330 | Rome

All Roads Lead Back to Rome

A proliferation of spies.

The perpetual intercourse between the court and the provinces was facilitated by the construction of roads and the institution of posts. But these beneficial establishments were accidentally connected with a pernicious and intolerable abuse.

Two or three hundred agents or messengers were employed, under the jurisdiction of the master of the offices, to announce the names of the annual consuls, and the edicts or victories of the emperors. They insensibly assumed the license of reporting whatever they could observe of the conduct either of magistrates or of private citizens, and were soon considered as the eyes of the monarch and the scourge of the people. Under the warm influence of a feeble reign they multiplied to the incredible number of ten thousand, and exercised in the profitable management of the posts a rapacious and insolent oppression. These official spies, who regularly corresponded with the palace, were encouraged, by favor and reward, anxiously to watch the progress of every treasonable design, from the faint and latent symptoms of disaffection, to the actual preparation of an open revolt. Their careless or criminal violation of truth and justice was covered by the consecrated mask of zeal and they might securely aim their poisoned arrows at the breast either of the guilty or the innocent, who had provoked their resentment, or refused to purchase their silence. A faithful subject, of Syria perhaps, or of Britain, was exposed to the danger, or at least to the dread, of being dragged in chains to the court of Milan or Constantinople, to defend his life and fortune against the malicious charge of these privileged informers. The ordinary administration was conducted by those methods which extreme necessity can alone palliate; and the defects of evidence were diligently supplied by the use of torture.

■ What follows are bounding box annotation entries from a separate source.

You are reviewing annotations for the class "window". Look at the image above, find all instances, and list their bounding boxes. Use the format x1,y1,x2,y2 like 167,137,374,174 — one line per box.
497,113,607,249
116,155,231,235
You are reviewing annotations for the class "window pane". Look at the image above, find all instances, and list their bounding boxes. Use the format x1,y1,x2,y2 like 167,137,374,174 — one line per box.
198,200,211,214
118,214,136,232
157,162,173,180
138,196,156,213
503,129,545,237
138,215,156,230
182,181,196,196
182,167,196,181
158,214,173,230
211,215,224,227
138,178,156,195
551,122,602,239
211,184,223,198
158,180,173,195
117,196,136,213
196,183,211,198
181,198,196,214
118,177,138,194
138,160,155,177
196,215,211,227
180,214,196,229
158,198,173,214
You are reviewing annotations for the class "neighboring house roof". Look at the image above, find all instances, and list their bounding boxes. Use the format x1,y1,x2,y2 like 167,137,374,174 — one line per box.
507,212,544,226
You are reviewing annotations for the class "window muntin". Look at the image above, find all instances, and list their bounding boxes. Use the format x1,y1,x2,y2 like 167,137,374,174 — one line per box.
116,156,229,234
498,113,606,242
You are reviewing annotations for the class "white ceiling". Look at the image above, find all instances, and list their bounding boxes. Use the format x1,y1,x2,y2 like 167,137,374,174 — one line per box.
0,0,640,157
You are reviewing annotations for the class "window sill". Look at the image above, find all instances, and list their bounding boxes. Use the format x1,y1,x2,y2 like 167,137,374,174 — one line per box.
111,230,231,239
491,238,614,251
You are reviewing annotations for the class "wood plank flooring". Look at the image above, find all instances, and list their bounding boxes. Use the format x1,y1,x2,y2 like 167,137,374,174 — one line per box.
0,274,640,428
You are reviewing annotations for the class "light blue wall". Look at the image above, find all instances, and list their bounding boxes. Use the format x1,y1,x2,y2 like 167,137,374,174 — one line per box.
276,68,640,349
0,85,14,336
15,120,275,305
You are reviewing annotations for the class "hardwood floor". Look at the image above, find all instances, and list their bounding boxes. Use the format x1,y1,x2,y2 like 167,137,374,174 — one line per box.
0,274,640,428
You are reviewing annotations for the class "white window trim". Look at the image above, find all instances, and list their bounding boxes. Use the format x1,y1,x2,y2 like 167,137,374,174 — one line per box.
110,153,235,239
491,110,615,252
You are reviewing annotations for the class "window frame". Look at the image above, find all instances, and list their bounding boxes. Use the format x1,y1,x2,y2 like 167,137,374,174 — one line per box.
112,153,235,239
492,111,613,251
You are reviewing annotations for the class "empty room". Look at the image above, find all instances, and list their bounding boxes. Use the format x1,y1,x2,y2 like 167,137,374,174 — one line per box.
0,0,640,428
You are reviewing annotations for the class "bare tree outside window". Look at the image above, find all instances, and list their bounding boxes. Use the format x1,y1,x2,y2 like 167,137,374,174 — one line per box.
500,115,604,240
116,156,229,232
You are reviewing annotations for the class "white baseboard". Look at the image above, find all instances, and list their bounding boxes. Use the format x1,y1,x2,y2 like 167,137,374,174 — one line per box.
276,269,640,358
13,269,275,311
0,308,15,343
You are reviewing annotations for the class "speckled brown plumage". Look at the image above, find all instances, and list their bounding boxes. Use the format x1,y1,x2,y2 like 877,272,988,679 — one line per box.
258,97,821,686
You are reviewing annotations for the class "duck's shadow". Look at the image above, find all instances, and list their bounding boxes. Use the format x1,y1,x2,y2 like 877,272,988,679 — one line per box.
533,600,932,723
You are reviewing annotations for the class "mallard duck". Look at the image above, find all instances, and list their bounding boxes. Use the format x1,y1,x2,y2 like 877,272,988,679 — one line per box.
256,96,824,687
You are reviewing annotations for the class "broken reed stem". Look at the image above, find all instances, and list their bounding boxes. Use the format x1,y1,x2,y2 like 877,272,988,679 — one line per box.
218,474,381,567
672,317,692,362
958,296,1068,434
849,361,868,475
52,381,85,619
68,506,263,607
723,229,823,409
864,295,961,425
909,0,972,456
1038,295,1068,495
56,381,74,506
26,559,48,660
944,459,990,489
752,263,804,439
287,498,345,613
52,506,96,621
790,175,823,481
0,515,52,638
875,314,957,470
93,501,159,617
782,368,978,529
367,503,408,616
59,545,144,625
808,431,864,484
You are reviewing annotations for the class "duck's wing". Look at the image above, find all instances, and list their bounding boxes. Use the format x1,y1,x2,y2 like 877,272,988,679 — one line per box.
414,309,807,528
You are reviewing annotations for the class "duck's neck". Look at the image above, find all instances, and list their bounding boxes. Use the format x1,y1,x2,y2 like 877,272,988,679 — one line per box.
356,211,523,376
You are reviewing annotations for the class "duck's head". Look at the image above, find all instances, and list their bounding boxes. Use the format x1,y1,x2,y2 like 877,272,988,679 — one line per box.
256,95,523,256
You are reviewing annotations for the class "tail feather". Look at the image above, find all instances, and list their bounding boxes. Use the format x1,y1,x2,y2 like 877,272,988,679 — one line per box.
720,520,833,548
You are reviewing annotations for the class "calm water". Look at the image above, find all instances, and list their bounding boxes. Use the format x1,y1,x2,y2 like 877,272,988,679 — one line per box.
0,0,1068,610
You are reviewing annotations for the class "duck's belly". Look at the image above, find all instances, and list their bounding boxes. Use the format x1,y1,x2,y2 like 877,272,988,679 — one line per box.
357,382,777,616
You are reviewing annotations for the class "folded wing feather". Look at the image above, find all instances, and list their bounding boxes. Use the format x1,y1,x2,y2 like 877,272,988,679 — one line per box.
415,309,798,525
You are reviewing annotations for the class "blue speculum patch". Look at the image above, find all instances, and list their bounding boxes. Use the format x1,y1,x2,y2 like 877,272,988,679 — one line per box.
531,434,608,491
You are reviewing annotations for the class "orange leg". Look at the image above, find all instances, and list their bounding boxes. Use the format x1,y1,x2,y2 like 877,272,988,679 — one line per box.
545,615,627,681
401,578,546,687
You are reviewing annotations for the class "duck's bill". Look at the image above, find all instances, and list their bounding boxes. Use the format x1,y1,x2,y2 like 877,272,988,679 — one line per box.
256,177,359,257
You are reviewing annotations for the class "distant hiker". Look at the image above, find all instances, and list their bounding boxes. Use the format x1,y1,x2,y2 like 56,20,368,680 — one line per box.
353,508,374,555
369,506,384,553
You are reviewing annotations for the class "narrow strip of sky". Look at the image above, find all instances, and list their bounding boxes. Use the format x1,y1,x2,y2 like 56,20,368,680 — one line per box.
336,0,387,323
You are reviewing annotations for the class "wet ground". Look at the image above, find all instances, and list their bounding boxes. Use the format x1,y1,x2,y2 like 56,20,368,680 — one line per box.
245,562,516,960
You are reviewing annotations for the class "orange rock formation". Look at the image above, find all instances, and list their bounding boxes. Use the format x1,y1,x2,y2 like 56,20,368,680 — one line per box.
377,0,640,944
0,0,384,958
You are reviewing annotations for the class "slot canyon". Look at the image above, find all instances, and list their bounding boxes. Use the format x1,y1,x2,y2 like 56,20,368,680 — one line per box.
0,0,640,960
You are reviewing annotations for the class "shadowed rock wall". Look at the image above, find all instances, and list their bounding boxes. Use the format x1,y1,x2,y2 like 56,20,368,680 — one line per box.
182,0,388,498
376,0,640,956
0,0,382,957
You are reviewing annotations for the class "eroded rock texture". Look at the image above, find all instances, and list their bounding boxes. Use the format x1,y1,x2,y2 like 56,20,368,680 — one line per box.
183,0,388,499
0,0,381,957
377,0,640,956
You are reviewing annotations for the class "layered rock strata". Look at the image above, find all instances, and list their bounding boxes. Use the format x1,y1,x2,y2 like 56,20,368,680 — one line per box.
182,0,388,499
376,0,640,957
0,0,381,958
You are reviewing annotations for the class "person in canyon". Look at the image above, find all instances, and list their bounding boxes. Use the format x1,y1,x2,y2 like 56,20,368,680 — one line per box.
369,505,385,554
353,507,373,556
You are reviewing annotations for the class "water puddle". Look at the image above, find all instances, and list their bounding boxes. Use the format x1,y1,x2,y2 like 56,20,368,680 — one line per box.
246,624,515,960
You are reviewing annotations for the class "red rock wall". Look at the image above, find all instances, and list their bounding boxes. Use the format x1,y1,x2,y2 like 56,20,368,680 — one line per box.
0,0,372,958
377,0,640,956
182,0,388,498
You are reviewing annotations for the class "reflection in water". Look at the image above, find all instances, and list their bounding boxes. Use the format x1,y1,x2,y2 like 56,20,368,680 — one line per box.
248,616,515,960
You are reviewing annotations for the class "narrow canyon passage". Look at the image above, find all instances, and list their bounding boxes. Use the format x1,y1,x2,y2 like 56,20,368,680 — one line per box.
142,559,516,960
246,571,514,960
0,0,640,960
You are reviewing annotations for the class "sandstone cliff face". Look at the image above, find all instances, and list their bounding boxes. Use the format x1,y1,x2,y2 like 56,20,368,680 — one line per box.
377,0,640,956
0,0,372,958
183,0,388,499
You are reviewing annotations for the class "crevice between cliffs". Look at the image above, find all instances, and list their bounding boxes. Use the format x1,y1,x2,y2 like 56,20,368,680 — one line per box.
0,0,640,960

These evils, however terrible they may appear, were confined to the smaller number of Roman subjects, whose dangerous situation was in some degree compensated by the enjoyment of those advantages, either of nature or of fortune, which exposed them to the jealousy of the monarch. The obscure millions of a great empire have much less to dread from the cruelty than from the avarice of their masters; and their humble happiness is principally affected by the grievance of excessive taxes, which, gently pressing on the wealthy, descend with accelerated weight on the meaner and more indigent classes of society.

British historian Edward Gibbon.
Contributor

Edward Gibbon

From The History of the Decline and Fall of the Roman Empire. This corps of spies—called agentes in rebus, “those active in affairs”—was conceived around 319 to replace the services of the frumentarii, an earlier class of Roman special agents who had become publicly despised and were outlawed by Diocletian. While in Rome in 1764 at the age of twenty-seven, Gibbon received the inspiration to write his work among “barefooted friars” singing “in the temple of Jupiter.” He published the first volume in February 1776, five months before the American colonies voted for independence.